5.   Conclusion and outlook

This contribution has illustrated the role of Europol within the different areas in EU police cooperation. Different types of crime in which the Agency offers criminal intelligence support to the Member States became progressively interconnected. Over time, Europol’s mandate expanded into additional areas of criminality, thereby helping the Agency to develop into a powerful EU criminal information hub.

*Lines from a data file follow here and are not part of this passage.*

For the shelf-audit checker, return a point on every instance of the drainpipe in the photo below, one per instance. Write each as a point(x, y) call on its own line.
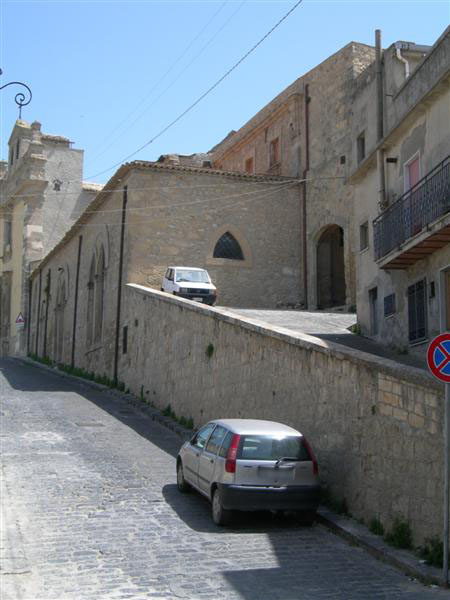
point(47, 294)
point(28, 320)
point(74, 330)
point(398, 53)
point(380, 118)
point(38, 313)
point(305, 172)
point(119, 281)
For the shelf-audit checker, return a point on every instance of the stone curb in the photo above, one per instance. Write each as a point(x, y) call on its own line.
point(359, 535)
point(345, 527)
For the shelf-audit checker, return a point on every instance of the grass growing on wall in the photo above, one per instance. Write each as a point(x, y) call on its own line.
point(79, 372)
point(186, 422)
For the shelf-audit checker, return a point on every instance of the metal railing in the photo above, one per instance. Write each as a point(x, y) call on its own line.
point(425, 202)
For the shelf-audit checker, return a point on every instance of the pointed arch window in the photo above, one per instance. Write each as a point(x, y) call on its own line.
point(228, 247)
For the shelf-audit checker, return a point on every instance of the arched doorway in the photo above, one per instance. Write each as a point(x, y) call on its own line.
point(330, 268)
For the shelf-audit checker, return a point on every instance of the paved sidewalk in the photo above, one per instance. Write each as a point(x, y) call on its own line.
point(94, 514)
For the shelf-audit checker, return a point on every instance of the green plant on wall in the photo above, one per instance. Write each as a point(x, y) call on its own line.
point(432, 552)
point(400, 536)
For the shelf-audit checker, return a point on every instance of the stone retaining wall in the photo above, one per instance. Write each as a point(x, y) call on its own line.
point(376, 425)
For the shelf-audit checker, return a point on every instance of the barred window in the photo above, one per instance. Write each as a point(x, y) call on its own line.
point(364, 236)
point(417, 311)
point(228, 247)
point(389, 305)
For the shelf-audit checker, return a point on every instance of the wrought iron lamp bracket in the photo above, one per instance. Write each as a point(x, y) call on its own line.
point(20, 98)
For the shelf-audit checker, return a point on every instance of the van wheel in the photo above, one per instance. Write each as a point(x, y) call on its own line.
point(182, 485)
point(220, 515)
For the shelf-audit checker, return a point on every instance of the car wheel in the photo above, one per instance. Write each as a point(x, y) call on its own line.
point(306, 517)
point(220, 515)
point(182, 485)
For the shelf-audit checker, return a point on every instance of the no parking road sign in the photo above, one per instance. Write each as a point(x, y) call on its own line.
point(439, 357)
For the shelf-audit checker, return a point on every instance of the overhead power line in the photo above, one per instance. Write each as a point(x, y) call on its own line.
point(200, 98)
point(160, 80)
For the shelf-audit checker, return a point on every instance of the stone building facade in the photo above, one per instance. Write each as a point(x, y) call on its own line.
point(304, 133)
point(402, 196)
point(41, 195)
point(173, 215)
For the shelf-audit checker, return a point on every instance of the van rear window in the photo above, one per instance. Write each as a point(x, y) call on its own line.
point(267, 447)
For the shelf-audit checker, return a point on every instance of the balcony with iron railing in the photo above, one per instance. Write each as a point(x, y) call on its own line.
point(415, 224)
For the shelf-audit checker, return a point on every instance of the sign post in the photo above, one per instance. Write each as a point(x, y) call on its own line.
point(438, 358)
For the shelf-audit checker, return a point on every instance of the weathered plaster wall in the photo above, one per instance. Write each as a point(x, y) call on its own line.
point(329, 105)
point(428, 136)
point(376, 426)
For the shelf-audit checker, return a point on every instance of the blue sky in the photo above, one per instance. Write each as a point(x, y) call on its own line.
point(111, 74)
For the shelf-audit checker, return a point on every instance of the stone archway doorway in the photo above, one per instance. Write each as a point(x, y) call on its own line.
point(331, 268)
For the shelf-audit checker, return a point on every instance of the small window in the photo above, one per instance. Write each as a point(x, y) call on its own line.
point(201, 437)
point(412, 172)
point(389, 305)
point(228, 247)
point(417, 311)
point(7, 233)
point(249, 166)
point(216, 439)
point(364, 236)
point(274, 152)
point(125, 340)
point(361, 146)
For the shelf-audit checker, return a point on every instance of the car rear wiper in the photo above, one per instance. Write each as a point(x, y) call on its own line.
point(284, 458)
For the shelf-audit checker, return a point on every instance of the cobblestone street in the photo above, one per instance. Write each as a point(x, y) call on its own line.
point(91, 511)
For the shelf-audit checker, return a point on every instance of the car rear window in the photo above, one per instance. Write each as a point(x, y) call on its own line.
point(267, 447)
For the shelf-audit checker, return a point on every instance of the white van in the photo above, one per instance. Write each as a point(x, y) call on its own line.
point(190, 283)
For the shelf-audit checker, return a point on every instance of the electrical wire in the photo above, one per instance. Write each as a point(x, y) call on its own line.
point(202, 96)
point(187, 66)
point(207, 210)
point(160, 80)
point(174, 187)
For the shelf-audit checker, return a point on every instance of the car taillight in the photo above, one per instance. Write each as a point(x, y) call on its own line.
point(311, 456)
point(230, 463)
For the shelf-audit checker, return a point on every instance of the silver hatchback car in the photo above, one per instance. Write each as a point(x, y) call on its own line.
point(247, 464)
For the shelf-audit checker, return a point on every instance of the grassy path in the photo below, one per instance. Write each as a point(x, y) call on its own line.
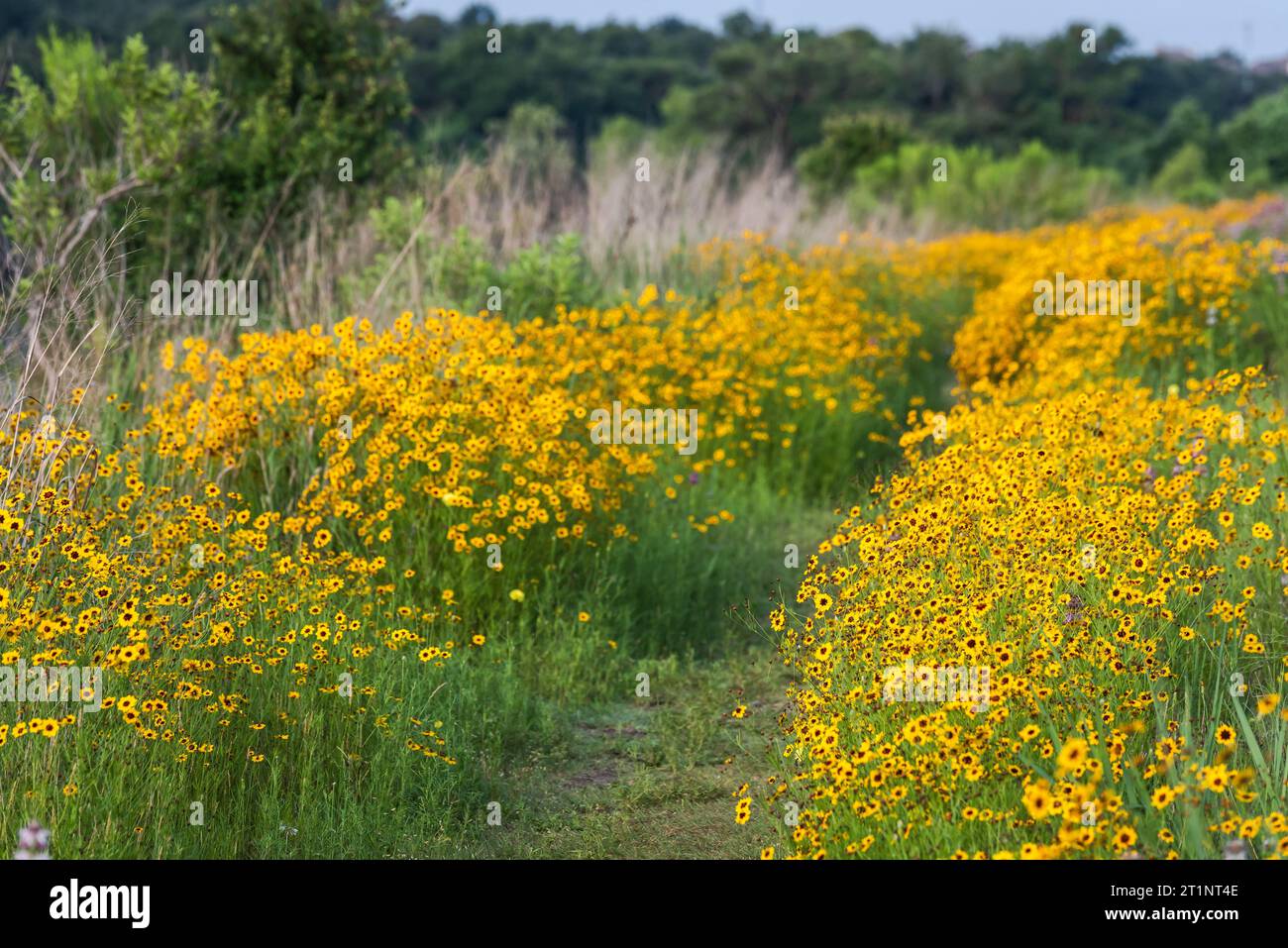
point(652, 779)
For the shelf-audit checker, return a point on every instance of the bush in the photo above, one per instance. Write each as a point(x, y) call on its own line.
point(974, 187)
point(849, 142)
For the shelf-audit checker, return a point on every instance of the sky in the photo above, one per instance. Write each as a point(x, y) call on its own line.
point(1253, 29)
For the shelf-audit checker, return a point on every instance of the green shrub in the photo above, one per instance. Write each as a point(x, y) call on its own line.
point(971, 187)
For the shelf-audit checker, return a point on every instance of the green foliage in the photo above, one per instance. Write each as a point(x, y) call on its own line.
point(979, 189)
point(541, 278)
point(97, 129)
point(1256, 134)
point(1185, 176)
point(308, 88)
point(849, 142)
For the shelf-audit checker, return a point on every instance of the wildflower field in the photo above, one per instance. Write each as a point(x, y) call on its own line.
point(344, 582)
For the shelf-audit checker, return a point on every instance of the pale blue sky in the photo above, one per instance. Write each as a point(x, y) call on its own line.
point(1253, 29)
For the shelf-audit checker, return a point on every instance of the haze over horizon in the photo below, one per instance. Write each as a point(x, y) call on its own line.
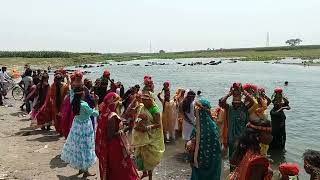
point(179, 25)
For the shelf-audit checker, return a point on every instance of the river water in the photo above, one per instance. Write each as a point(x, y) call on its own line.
point(303, 120)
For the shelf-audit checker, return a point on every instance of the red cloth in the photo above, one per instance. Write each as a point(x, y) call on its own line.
point(76, 74)
point(114, 163)
point(56, 111)
point(289, 169)
point(66, 117)
point(106, 74)
point(236, 85)
point(246, 86)
point(278, 90)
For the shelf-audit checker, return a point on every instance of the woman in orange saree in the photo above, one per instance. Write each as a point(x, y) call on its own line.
point(111, 144)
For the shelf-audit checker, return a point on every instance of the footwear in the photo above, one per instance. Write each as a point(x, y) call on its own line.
point(87, 174)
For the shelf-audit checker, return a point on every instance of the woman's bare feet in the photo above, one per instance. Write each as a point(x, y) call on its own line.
point(145, 174)
point(87, 174)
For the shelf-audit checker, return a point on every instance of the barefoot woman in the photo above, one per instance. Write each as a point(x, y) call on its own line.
point(149, 150)
point(78, 150)
point(114, 159)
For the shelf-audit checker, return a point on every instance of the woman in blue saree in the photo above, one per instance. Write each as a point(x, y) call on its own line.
point(207, 154)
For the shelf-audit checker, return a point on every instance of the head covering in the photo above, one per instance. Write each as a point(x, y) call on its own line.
point(236, 85)
point(261, 90)
point(109, 102)
point(191, 94)
point(106, 74)
point(167, 84)
point(246, 86)
point(289, 169)
point(259, 128)
point(75, 75)
point(236, 99)
point(147, 80)
point(278, 90)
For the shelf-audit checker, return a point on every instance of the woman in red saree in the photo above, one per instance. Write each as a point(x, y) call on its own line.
point(42, 109)
point(58, 92)
point(114, 160)
point(250, 164)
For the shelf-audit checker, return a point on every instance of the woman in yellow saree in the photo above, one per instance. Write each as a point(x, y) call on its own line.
point(147, 137)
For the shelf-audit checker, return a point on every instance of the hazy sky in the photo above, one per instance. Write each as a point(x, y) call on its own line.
point(172, 25)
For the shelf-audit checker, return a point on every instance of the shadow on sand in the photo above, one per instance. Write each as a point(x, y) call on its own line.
point(46, 138)
point(73, 177)
point(18, 114)
point(56, 162)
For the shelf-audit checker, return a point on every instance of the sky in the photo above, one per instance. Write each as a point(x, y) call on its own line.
point(172, 25)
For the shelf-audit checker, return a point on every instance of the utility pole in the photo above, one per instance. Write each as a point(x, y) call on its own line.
point(150, 47)
point(268, 40)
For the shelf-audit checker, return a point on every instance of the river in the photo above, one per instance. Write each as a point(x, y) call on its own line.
point(303, 120)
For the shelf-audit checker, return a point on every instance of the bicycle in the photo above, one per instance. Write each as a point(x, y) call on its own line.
point(16, 91)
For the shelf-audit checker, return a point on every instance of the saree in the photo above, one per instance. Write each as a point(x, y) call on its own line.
point(43, 114)
point(237, 121)
point(248, 162)
point(149, 146)
point(67, 116)
point(114, 159)
point(56, 108)
point(207, 156)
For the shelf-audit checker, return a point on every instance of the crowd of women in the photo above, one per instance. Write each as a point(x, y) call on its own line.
point(97, 120)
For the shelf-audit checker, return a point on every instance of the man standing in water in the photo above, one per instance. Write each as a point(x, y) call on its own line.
point(278, 119)
point(237, 117)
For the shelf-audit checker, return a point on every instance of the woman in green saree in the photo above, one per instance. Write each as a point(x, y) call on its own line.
point(207, 151)
point(147, 137)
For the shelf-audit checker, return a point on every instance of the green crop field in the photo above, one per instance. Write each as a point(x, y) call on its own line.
point(63, 59)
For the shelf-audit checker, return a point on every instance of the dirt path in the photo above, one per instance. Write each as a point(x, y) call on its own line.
point(34, 154)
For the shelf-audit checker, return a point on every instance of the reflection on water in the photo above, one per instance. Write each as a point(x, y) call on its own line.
point(278, 157)
point(214, 81)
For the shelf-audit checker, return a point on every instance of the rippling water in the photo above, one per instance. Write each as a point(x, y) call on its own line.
point(303, 121)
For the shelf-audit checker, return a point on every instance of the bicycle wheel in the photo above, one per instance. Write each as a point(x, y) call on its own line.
point(17, 93)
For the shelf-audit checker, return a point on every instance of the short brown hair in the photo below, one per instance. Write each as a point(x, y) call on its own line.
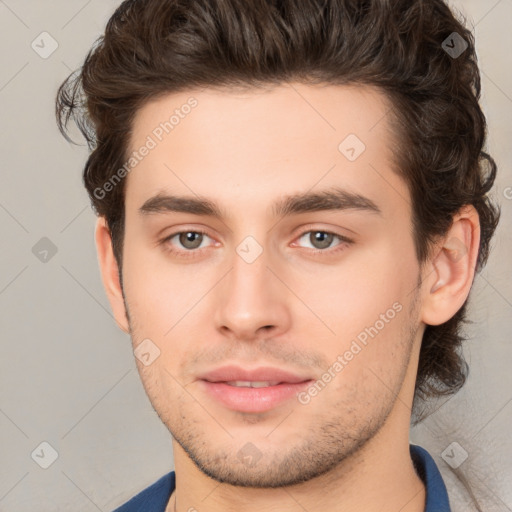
point(154, 47)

Consequently, it is no longer adequate to analyse the areas of its involvement in isolation. Europol’s current data lake environment allows data analytics based on linking and matching the different fields of specialisation of its operational centres. Consequently, any assessment of Europol’s processing activities, and the accompanying (data protection) safeguards, must be carried out in an interoperable manner. Similarly, the opportunities for individuals to exercise their (data subject) rights at Europol, as well as the supervision and enforcement model of Europol’s processing activities requires a holistic approach. Just like Europol’s databases became increasingly interconnected, allowing sophisticated data analytics, the scrutiny of its work should consider the entire network, instead of examining operations of specialised centres, or different criminal justice policy areas. In the words of, its data analytics, enriching information from different fields of criminal activity, can create a ‘haystack full of needles’. However, it is necessary to ensure that this ‘haystack’ only includes relevant ‘needles’, and all ‘needles in the haystack’ should be able to exercise their individual rights in accordance with the applicable data protection rules.

As mentioned above, the Agency was able to develop sophisticated processing capabilities. This is evidently welcome and of use for the Member State when cooperation in cross-border cases is required, including those covered in this Special Section. Nevertheless, it is important that Europol’s strengthened mandate is always accompanied by adequate safeguards that ensure sufficiently high data protection standards. Often, these safeguards need to be ensured in legislation that is adopted at different times, which makes coherence challenging. From a purely data protection standpoint, concerns could, therefore, arise from the lack of readability of different pieces of EU law that serve as building blocks of Europol’s data processing capabilities. When authorities at national and EU level exchange personal data, or data are exchanged indirectly through the EU large-scale information systems, this makes it difficult to ensure the data protection rules stipulated in the both the recast Europol Regulation and the horizontal rules under the EUDPR are followed. In addition, Chapter IX of the EUDPR on operational data needs to be finalised so as to ensure coherence where systematic exchanges of personal data take place at different levels.

It will be challenging for individuals whose information will be stored in Europol’s data environment to understand how their data will be analysed and utilized, in particular because the analyses carried out by Europol evidently require a certain level of confidentiality. While there is certainly an added value in making use of Europol’s expertise and processing capabilities, attributing it a stronger role must come with adequate safeguards and procedural limitations. In the future, Europol as EU Agency could be exemplary in demonstrating that strong data protection rules can go hand in hand with effective crime prevention, as its enhanced mandate also comes with increased responsibility.